My friend Aimee held me with patience, understanding, and knowledge. She held me without judgment and allowed me to be present for myself without scrutiny. She is the first person I have ever known who was capable of holding space like that. To feel safe enough to show my ugliest parts. She created a sacred space in my living room and in a studio with her ability to witness. I am positive that location had less to do with my healing than the space within us both. I had finally found the inner space I had been searching for.

Suddenly, I could pick up a cup again. Suddenly, I could sleep. Suddenly, I could sit. Suddenly, she could hold a limb without me jumping and shivering and sweating and crying. So I went to therapy and did EMDR and suddenly, I started to remember. Suddenly, I started writing poetry. Suddenly, I started to smile. Suddenly, my eyes followed. Suddenly, my face stopped scowling. Suddenly, I could walk again. Suddenly, I was me. Suddenly, I was a version of myself I had never got to know. I was awake for the first time.
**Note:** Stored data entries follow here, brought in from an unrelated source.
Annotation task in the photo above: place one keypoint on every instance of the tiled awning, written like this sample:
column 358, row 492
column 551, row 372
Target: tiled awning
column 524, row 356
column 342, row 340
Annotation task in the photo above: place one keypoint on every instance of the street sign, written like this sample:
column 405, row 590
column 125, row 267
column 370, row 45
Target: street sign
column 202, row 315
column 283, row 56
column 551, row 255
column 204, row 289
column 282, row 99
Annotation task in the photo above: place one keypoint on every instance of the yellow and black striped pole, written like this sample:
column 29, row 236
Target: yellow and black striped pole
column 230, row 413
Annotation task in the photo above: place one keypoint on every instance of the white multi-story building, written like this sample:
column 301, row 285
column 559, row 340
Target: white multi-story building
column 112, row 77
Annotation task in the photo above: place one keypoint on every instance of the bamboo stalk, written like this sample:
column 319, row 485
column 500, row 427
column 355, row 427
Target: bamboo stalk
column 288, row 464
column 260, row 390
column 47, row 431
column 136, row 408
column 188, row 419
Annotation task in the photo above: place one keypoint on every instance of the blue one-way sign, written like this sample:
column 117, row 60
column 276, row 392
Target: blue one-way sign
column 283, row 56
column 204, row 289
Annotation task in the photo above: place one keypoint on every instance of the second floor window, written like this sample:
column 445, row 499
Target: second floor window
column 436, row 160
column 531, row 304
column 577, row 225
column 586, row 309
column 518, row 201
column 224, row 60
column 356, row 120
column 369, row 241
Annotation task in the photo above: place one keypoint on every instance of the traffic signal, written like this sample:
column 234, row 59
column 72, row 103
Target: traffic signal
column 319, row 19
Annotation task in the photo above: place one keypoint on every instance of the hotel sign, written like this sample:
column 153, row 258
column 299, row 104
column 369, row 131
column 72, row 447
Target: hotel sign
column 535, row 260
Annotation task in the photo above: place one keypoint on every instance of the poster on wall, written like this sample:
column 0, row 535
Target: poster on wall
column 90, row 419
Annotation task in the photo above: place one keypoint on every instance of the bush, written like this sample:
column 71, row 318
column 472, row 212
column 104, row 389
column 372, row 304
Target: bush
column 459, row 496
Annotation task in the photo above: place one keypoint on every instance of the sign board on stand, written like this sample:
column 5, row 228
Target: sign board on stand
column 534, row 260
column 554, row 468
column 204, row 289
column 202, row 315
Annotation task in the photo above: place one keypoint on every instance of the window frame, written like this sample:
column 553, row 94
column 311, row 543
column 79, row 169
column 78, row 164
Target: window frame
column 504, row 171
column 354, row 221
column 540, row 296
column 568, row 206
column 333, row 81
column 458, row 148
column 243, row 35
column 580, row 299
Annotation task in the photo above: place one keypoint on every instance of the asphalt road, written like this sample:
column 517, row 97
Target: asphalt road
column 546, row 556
I still have to keep up with my somatics and sometimes I regress a little, but only to wake up to more realizations about myself. It isn’t as hard to overcome mental, emotional, and physical hurdles as it once was. I think the biggest lesson was in learning that most of my pain was psychosomatic. That doesn’t mean it wasn’t real. Just the opposite. My injuries were very real, both physical and psychological trauma caused them. Trauma from physical and psychological abuse that caused rashes, hair loss, sprains, tendon damage, a skull fracture, endometriosis, depression, panic disorder, suicidal ideations, seizures, dissociation, etc. It was and is all real. I let go and once I was ready to believe—I never thought I would say this–it was easy.

Gina Duran is an artist, poet, and educator with a focus on marginalized youth. She is a Theatre Of Hearts/Youth First Artist-In-Residence, and founder of the IE Hope Collective; an outreach for marginalized youth. Her debut collection of poetry “…and so, the Wind was Born,” was published by FlowerSong Press.